What a help Charlie is around the house! No surprise–he’s always been considerate and helpful, even when he was a little kid, and now that he’s a teen, he’s capable of actually helping, rather than getting in the way with a smile.
The day after Mae’s birthday, I insisted that Charlie take a break from chores.
“I know you really want to work on that song you’re composing,” I told him. “Do it! Leave the dishes to me.”
My secret is that doing the dishes is one of my greatest joys. It grounds me. I walked through the yard, gathering the plates, cups, and forks resting on every flat surface, and I felt the earth beneath my feet, the bay-cooled air on my arms, the scent of poppies and wildflowers, the weight of the stack of dishes in my hand: I felt myself settle into me. It’s my selfish pleasure, not a chore.
Charlie joined me for lunch.
“What’s on the agenda for this afternoon, spud?” I asked him.
“I finished that piece, the quadrille,” he said. “Maybe I’ll write another.”
“Do you want to?”
“Not particularly. I don’t feel that special inspiration yet.”
“Maybe you could help me,” I suggested. “I want to improve my bowing.”
We talked about violin technique. Charlie said that his teacher stressed bow angles, but that he always felt that breathing was more important.
“It’s fundamental,” he said. “Think about it: you’re part of the instrument. Its sound waves travel through you, through those spaces in your bones, even. So if you’re tense and not breathing, then the sound will be tense, too. You gotta learn to relax. That’s a thousand times more important than the angle at which you’re holding the bow.”
“Everything’s like that, don’t you think, Chazzie?”
He thought for a moment.
“I guess so,” he said at last. “I was thinking about futebol. First I was thinking that I needed to be tense to play, but my coach is always shouting at us to relaxe.

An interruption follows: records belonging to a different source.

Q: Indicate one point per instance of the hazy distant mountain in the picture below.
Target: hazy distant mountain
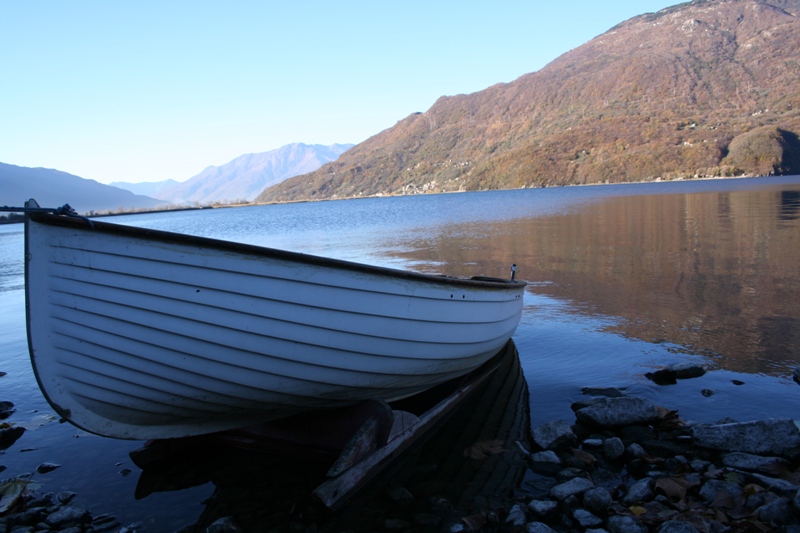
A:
(146, 188)
(246, 176)
(708, 88)
(53, 188)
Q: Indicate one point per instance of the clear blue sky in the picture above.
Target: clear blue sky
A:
(146, 90)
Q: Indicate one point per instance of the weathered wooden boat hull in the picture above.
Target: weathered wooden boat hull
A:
(143, 334)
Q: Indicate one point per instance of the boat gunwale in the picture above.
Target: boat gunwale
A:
(272, 253)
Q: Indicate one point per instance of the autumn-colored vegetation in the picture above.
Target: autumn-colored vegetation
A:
(706, 88)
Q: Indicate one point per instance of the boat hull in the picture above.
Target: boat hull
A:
(142, 334)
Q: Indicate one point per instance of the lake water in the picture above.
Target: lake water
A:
(624, 279)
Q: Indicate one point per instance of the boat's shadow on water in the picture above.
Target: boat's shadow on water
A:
(470, 465)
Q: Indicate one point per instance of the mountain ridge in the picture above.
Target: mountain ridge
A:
(703, 88)
(243, 178)
(54, 188)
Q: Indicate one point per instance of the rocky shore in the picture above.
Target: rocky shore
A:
(623, 465)
(626, 465)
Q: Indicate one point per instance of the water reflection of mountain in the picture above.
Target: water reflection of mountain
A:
(717, 272)
(789, 205)
(263, 492)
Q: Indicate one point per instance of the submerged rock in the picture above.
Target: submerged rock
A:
(762, 437)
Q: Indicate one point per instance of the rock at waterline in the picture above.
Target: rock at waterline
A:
(9, 436)
(612, 412)
(671, 374)
(763, 437)
(553, 435)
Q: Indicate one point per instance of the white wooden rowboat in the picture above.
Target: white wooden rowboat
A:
(143, 334)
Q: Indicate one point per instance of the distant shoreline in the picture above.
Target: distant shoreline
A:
(20, 218)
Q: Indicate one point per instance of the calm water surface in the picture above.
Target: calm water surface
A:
(624, 279)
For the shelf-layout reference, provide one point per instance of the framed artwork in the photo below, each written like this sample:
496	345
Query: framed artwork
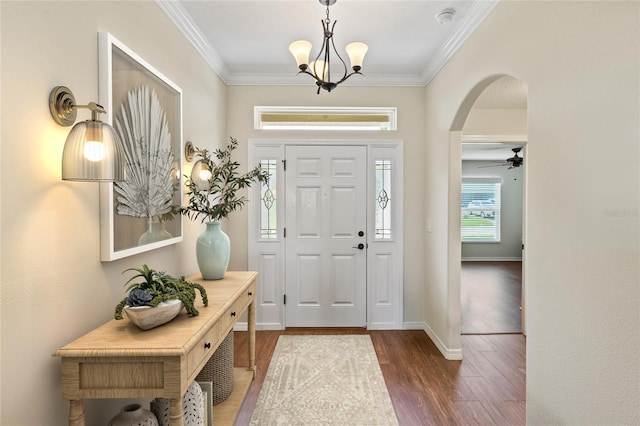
145	109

And think about how Pai plays, total relaxation.”
“I’m always relaxed when I’m painting,” I said.
Chazzie insisted on doing the dishes, and while he cleaned up, I lay back on the bed, looking up at the ceiling and tracing the pattern of the elephant I always find in the plaster. The elephant looks relaxed–his trunk is drooping, ears sagging.
When I relax, I feel calm in my stomach, so then when I get a creative urge, and I feel it traveling up through the soles of my feet, there’s no obstacle in the way. It just flows right through to my arms, through my paintbrush and onto the canvas.
Now to learn to do that while playing the violin.
“Relax, breathe!” Chazzie said.
It’s hard to do when the music sounds so bad!